Cleuza M. M. C. Alonso

No dia 25 de Agosto de 2014, no campus da ULBRA Santa Maria, foi ministrada a palestra “Pessoa com deficiência: poder, subalternidade e identidade plena” por Alex Garcia, que é surdocego, com doença rara na abertura da I Semana ULBRA da Pessoa com Deficiência proferindo, também, a Aula Magna dos cursos presenciais e a distância, referente ao segundo semestre letivo de 2014.

Foi um evento marcante e que provocou emoções em todos os ouvintes, encantando pela sua impressionante maneira de ver o mundo, “ver” sem os olhos, “ouvir” sem os ouvidos, mas sentir o espaço e a presença das pessoas pela sua sensibilidade e se comunicando pelo tato.

Suas palavras são de um forte cunho sócio-político, mostradas através de uma perspectiva crítica, no sentido de acordar as pessoas com deficiências para não se tornarem “coitadas”, mas sim mostrarem suas habilidades à sociedade que a exclui, apesar das fortes aclamações às questões de inclusão e leis de acessibilidade. Sua fala não teve bases em lemas de autoajuda, mas sim de um clamor àquelas pessoas com deficiências para que demonstrem o que podem e o que querem ser e fazer, sem esperar que sintam “pena” por ela ou que a auxiliem por serem “coitadinhas”.

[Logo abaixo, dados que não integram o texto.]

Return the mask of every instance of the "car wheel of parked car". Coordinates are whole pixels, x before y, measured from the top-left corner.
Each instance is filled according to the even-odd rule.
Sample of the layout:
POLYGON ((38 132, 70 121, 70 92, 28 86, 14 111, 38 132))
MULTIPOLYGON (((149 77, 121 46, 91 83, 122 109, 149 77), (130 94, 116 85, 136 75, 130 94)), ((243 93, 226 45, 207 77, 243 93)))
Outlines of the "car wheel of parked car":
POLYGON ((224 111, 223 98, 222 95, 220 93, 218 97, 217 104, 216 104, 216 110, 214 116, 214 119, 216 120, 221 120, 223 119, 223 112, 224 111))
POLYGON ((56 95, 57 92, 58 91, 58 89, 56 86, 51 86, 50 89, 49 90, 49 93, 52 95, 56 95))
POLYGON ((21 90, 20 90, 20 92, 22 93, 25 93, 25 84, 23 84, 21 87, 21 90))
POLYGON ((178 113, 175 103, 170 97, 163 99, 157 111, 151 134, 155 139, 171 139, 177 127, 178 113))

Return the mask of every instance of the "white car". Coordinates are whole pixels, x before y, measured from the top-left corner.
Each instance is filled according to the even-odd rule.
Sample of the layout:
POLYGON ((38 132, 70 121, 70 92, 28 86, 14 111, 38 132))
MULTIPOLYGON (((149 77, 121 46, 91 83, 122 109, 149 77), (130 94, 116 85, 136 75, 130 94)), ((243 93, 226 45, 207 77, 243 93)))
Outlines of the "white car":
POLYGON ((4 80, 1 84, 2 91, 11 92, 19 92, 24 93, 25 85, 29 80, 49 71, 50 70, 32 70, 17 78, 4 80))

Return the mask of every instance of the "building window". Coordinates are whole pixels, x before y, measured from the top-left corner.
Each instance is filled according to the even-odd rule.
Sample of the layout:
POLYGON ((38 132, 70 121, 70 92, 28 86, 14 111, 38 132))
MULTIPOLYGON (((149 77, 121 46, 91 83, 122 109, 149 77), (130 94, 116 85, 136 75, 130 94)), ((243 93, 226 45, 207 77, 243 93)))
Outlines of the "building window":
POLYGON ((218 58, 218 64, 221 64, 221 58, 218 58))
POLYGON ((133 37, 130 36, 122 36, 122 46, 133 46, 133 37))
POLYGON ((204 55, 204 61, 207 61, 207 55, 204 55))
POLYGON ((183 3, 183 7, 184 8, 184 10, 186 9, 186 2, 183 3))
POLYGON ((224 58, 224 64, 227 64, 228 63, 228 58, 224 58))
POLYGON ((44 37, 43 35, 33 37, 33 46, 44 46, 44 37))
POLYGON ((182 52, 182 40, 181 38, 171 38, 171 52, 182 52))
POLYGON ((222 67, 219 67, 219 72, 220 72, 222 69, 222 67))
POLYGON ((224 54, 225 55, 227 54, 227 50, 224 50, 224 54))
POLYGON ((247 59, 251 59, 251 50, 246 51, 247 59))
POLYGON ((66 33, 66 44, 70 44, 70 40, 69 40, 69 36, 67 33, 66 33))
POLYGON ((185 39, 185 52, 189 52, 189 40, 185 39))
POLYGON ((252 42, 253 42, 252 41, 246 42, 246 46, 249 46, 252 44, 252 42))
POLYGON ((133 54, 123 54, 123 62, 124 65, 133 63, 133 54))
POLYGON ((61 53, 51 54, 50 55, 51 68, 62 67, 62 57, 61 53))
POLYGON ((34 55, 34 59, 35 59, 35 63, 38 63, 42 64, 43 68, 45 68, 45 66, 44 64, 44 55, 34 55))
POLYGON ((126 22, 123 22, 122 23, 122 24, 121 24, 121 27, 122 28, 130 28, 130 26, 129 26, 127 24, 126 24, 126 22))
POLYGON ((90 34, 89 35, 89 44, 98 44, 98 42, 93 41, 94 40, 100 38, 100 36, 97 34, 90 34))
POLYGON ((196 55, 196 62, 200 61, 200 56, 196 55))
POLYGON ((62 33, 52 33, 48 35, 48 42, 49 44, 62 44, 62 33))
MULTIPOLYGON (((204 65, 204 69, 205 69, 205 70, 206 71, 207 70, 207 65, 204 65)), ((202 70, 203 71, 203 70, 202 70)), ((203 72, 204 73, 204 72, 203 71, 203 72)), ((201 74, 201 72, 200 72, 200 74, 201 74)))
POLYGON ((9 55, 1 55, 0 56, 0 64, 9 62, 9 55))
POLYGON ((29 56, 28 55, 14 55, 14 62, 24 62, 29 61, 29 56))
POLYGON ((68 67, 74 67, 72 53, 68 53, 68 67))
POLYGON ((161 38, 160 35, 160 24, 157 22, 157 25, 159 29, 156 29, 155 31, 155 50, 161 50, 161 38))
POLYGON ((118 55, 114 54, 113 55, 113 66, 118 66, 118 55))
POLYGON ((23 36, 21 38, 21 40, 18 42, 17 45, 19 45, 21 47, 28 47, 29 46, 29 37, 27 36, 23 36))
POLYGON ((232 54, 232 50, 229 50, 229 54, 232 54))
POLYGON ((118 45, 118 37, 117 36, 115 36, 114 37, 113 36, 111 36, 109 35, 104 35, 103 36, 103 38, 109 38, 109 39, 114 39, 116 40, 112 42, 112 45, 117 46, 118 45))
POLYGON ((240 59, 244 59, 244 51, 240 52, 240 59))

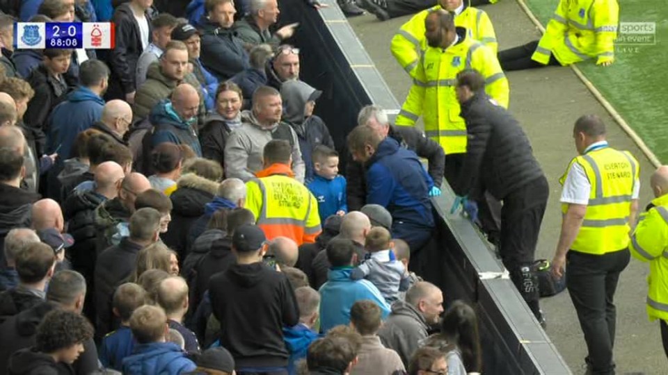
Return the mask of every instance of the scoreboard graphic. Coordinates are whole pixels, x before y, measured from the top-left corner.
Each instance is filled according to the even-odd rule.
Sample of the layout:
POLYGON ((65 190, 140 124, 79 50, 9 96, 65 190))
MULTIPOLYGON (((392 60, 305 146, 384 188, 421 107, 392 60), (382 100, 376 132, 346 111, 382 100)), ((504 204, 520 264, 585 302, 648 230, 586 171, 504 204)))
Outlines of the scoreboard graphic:
POLYGON ((111 22, 17 22, 17 49, 111 49, 114 47, 111 22))

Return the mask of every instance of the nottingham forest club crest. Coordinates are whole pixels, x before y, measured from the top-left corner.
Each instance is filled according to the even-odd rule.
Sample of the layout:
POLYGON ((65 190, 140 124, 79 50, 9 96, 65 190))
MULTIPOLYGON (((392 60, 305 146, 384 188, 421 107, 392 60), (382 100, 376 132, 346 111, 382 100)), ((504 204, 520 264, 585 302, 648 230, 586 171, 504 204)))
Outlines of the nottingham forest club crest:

Permeadas pelo termo “pressuposição”, palavra forte mencionada várias vezes durante a palestra e partindo do pressuposto de que as pessoas olham para o diferente de forma preconceituosa e com julgamentos precipitados e negativos, julgando sem conhecer e que ao verem um cadeirante, por exemplo, pressupõem, “coitadinho, ele não anda”, um cego, “coitadinho ele não enxerga”. Desse modo, “Rompendo com a Pressuposição e a vergonha” ALEX GARCIA, veio para demonstrar sua experiência de força de vontade e determinação na vida!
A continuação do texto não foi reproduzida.